Pourquoi fait-il meilleur en Espagne ?

L’Espagne est aujourd’hui considérée comme figure de proue des droits des femmes et des personnes LGBTQIA+ en Europe. Les discriminations, féminicides et attaques sexistes perdurent mais ont la vie dure. Chez Popol nous nous sommes intéressées aux raisons qui en font un pays en pointe en la matière.
Pays de tradition catholique, qui compte aujourd’hui plus de femmes que d’hommes au sein du gouvernement, l’Espagne a inscrit le consentement aux priorités de l’agenda politique, au centre du code pénal et ne s’arrête pas là. On vous en avait déjà parlé ici ; depuis le 7 octobre 2022, la loi sur le consentement existe. C’est révolutionnaire car c’est officiellement à l’homme de prouver que la femme est d’accord (« Solo si es si ») et non plus à la femme de démontrer qu’elle a été victime d’un viol. Cette loi fait aujourd’hui à nouveau débat sur les sanctions qu’elle inflige mais plus sur la notion centrale de consentement.
Le 16 février 2023 , deux lois sans précédent ont été adoptées par les député·es. L’une créé un congé menstruel pour les femmes souffrant de règles douloureuses et facilite l’accès à l’IVG dans les hôpitaux publics ; l’autre simplifie les démarches pour les personnes transgenres qui souhaitent changer de nom et de genre officiellement. Elle interdit également les thérapies de conversion.
La porteuse de ces projets est Irene Montero, femme politique et militante féministe et ministre de l’Egalité depuis janvier 2020. Connue pour ses discours déterminés et déterminants, elle a qualifié ces dernière décisions d’ « historiques pour les droits des femmes et des personnes transgenres ». Comment en sont-elles arrivé là ?
D’abord, l’existence d’un mouvement féministe puissant et politique, sans cesse rappelé à ses combats. Les Espagnoles ont conquis le droit de vote dès 1931, tout comme le divorce par consentement mutuel (déjà… le consentement) et celui de se marier civilement. Le droit à l’IVG est quant à lui adopté en 1936. Les années franquistes font évidemment sauter ces conquis en même temps qu’elles renforcent la volonté des femmes de se battre pour les récupérer. Il ne faudra que 17 jours aux féministes espagnoles pour organiser leur premier congrès après la mort de Franco en 1975. Aujourd’hui, les deux partis de gauche participent au gouvernement (PSOE avec 120 sièges, Unidas Podemos avec 35 sièges).
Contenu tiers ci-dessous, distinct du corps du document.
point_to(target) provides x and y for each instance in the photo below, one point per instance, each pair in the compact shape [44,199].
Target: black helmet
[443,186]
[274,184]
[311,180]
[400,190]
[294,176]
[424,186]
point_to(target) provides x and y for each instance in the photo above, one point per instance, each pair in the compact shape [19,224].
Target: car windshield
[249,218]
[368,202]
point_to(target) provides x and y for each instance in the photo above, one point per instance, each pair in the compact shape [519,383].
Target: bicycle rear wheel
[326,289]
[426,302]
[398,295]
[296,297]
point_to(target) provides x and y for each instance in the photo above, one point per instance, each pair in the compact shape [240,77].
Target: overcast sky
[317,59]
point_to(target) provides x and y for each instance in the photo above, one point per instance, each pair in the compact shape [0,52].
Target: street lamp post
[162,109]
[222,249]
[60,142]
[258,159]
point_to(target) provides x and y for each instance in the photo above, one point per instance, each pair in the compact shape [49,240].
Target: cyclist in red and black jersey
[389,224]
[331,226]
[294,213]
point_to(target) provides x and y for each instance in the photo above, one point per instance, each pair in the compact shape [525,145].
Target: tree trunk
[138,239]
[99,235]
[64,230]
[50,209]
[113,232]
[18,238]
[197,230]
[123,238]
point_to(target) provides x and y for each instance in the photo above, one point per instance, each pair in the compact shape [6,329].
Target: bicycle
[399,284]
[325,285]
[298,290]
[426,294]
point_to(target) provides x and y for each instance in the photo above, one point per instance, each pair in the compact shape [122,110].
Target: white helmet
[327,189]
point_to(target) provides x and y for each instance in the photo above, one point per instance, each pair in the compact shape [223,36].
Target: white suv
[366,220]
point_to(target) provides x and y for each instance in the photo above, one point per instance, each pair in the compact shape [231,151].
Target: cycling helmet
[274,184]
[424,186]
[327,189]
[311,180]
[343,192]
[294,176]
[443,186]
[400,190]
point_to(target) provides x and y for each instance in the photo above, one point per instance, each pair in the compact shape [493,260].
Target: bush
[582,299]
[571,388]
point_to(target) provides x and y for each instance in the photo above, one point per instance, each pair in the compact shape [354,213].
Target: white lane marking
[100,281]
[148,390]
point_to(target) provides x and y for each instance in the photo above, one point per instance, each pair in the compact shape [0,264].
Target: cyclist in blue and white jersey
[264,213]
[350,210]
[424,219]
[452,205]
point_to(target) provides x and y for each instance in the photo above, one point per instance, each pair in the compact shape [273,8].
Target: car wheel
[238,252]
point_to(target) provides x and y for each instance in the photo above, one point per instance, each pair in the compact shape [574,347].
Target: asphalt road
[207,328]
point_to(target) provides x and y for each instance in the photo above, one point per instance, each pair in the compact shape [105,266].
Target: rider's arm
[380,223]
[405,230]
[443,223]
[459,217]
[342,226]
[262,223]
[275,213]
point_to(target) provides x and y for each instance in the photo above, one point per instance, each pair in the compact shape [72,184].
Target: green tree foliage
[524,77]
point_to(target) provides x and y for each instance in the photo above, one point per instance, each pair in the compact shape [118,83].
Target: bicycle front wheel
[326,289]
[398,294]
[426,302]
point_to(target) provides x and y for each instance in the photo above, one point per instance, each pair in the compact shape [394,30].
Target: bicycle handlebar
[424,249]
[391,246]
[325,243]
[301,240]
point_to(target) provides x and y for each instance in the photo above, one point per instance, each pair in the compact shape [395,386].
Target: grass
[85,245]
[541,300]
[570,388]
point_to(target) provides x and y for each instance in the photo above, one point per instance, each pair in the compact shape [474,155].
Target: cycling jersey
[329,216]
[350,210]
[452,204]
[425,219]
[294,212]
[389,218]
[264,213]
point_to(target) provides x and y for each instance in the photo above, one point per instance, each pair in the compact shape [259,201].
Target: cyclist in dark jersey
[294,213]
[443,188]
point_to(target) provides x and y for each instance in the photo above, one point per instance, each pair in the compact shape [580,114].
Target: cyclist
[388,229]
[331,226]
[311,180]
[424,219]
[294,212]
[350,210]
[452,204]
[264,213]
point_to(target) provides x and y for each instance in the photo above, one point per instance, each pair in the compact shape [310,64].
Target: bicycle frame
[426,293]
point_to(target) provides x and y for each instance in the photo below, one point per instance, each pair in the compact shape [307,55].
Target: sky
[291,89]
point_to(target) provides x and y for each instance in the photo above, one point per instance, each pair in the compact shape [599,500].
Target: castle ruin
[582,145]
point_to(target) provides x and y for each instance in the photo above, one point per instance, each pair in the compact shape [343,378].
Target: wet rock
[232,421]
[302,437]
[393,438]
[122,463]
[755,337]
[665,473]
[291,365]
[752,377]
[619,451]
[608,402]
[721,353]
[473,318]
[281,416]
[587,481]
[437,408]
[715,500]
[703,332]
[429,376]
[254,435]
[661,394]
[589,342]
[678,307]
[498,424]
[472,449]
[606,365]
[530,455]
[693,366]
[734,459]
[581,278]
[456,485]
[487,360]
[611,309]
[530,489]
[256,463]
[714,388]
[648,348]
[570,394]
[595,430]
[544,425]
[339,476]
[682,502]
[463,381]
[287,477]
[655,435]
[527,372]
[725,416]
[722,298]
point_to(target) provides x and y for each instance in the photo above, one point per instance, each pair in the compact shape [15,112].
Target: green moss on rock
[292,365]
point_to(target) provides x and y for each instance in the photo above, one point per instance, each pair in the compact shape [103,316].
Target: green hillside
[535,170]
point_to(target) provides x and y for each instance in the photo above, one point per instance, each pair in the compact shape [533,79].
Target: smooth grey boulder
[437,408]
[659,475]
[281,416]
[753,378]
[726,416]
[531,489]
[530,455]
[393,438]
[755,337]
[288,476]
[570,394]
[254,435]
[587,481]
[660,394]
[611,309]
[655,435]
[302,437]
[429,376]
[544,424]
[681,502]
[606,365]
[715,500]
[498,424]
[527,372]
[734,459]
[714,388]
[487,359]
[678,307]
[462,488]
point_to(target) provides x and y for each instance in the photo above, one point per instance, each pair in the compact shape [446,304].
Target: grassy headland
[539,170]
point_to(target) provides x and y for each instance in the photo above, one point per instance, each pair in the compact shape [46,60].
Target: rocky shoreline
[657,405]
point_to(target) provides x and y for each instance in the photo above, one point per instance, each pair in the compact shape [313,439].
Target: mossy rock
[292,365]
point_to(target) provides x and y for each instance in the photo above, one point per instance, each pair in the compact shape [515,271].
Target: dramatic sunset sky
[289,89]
L’accord qui leur permet de gouverner ensemble comprend d’ailleurs un chapitre spécifique sur les politiques de genre.
Ensuite, une prise de conscience collective qui montre un changement nécessaire. En 2018, la condamnation laxiste pour « abus sexuels » et « abus de faiblesse » de cinq hommes accusés d’un viol collectif – l’affaire date de 2016 et est connue sous le nom de « La Manada » (la meute) – a suscité une vague de protestation dans le pays. C’est à cela que la loi sur le consentement fait écho. Ce mouvement a été un moment révélateur et transformateur pour le mouvement féministe espagnol, qui, a rassemblé les voix contre la montée de l’extrême-droite et du machisme qui le caractérise. Depuis sa création en 2014, le parti d’extrême droite VOX monte en puissance. Il compte 52 sièges au Parlement depuis 2019 (c’est plus que Unidas Podemos) et a fait de son combat contre le féminisme un argument identitaire.
C’est parce que le mouvement féministe espagnol revêt un tel poids politique qu’il est possible aujourd’hui de mieux identifier les inégalités structurelles de genre et de lutter contre au travers de lois encore trop souvent qualifiées de « radicales » et « révolutionnaires ». Pour en revenir à notre propos plus haut, l’Espagne nous montre une chose : pour que la lutte avance, il est décisif d’investir le féminisme dans une perspective politique.